Le seul juge étant Dieu : Non, il nous faut rendre à César et aux personnes abusées ce qui leur revient, et à Dieu ce qui est à Dieu.
Dieu condamne : l'Evangile nous demande de prendre soin des plus petits "ce que vous avez fait aux plus petit d'entre vous, c'est à moi que vous l'avez fait".
Avec une saine colère, Jésus chasse les marchands du Temple qui l'ont souillé.

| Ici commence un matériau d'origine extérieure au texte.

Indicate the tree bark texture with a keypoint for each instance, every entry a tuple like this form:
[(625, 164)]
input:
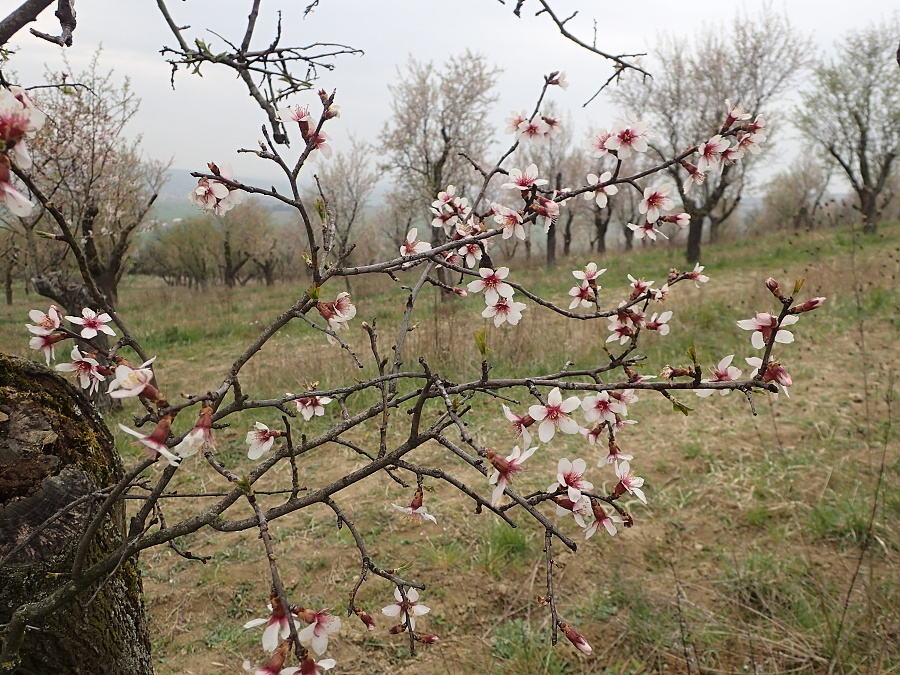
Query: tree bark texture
[(54, 449)]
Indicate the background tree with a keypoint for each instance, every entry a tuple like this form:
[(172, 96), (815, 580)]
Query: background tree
[(436, 116), (347, 181), (794, 197), (751, 63), (854, 103), (97, 178)]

Le corps est le temple de l'âme, l'espace le plus sacré : Qu'aurait-il fait à la place de l'INIRR ?
La colère qui m'habite est du même ordre.
Je suis choquée de l'attitude de l'Église (dont je fais partie depuis que je l'ai choisie adulte il y a 26 ans) et de Antoine GARAPON faussement compatissant, théorisant les phases du parcours de victime, défendant face à Jean-Pierre l'équilibre de "son" "système". Les réponses de Jean-Pierre sont édifiantes mais absolument pas écoutées par M. GARAPON qui n'a pas la délicatesse de M. SAUVÉ. Il culpabilise Jean-Pierre, utilise des cas "plus graves" pour atténuer son préjudice et il menace par un "pas de partenariat", etc... C'est de la manipulation ordinaire...
Et voilà que la victime se retrouve à nouveau face à un système qui ne l'écoute pas.
Ce questionnaire aberrant pour une victime dont le trauma se réveille : plein de questions, auxquelles on ne peut répondre que par oui ou non pour ce que je peux en voir à l'écran et que je n'ai pas trouvé sur internet. Il est demandé à la victime de soupeser elle-même sa souffrance, de revisiter par le menu détail les effets de son trauma sur une échelle de 1 à 7.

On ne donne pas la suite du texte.